Sobre el autor

Sobre el autor

Tomás Valero Martínez es licenciado en Historia por la Universidad de Barcelona, autor de tres libros y de numerosos artículos. Ha impartido conferencias sobre cine y educación en varias Comunidades Autónomas. Es, además, el creador de CineHistoria.com, sitio especializado en las relaciones entre cine e historia, que ha sido citado en publicaciones como los diarios 'ABC' o 'El país', lo que ha propiciado, además, ser entrevistado en medios de comunicación como Mataró Ràdio, Radio Internacional, Radio Vitòria o la Xarxa de Televisions Locals de Catalunya.

Tennessee Williams
Tennessee Williams


Llevaba el Sur tatuado en el alma. Una marca bella y terrible que comenzó a grabar el sol que bañaba las calles de Columbus, Mississippi, aquella mañana de comienzos de primavera.
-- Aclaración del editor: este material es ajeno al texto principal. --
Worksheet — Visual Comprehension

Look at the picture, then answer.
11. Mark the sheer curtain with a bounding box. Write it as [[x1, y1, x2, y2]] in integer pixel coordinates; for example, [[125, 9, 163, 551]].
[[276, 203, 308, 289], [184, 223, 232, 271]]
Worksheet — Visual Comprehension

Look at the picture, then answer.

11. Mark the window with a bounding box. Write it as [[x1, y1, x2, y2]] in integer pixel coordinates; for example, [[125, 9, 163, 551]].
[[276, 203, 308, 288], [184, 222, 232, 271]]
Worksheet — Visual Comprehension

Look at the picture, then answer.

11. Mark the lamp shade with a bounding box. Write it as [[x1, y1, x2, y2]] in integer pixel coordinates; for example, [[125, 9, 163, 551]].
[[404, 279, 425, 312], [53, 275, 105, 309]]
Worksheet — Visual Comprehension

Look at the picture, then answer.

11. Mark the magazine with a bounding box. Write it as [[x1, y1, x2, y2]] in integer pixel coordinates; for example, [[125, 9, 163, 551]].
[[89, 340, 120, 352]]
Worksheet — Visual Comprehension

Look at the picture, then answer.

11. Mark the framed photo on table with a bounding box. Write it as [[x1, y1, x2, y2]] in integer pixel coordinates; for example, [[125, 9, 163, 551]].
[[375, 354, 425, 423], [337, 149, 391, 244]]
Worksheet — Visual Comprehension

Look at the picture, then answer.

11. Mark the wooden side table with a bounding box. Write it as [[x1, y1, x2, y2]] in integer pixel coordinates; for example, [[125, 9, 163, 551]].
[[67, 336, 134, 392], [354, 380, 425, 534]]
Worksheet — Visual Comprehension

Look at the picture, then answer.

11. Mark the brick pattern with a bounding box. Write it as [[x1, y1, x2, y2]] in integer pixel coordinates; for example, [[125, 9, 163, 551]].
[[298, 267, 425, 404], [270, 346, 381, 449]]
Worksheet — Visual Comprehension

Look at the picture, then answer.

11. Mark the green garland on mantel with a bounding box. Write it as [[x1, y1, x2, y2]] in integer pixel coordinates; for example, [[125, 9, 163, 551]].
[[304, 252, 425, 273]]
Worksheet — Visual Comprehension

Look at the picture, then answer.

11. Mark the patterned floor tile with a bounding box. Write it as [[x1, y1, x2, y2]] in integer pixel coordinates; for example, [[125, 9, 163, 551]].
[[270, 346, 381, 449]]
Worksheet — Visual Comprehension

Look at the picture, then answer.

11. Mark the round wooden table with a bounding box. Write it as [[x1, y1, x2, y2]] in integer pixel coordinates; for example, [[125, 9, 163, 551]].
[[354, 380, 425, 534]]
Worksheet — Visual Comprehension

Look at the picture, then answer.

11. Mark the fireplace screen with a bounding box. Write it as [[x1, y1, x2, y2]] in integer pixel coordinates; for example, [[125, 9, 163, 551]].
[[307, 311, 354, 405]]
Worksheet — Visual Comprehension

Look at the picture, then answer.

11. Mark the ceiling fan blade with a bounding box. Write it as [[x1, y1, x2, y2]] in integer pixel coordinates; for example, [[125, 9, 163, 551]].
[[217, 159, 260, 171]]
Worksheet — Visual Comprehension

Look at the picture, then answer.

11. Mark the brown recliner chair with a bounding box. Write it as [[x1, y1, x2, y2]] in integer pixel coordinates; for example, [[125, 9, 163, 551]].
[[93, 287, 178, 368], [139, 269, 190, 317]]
Una ciudad diminuta, casi un pueblo, donde todas las historias se conocían y comentaban casi nunca con benevolencia, donde la intimidad no tenía inmunidad ni entre las paredes de la alcoba, donde alguien arrancó una hoja del calendario de pared y apareció el 26 de marzo de 1911. El nada glorioso día en que nacía Thomas Lanier, más tarde conocido como Tennessee Williams.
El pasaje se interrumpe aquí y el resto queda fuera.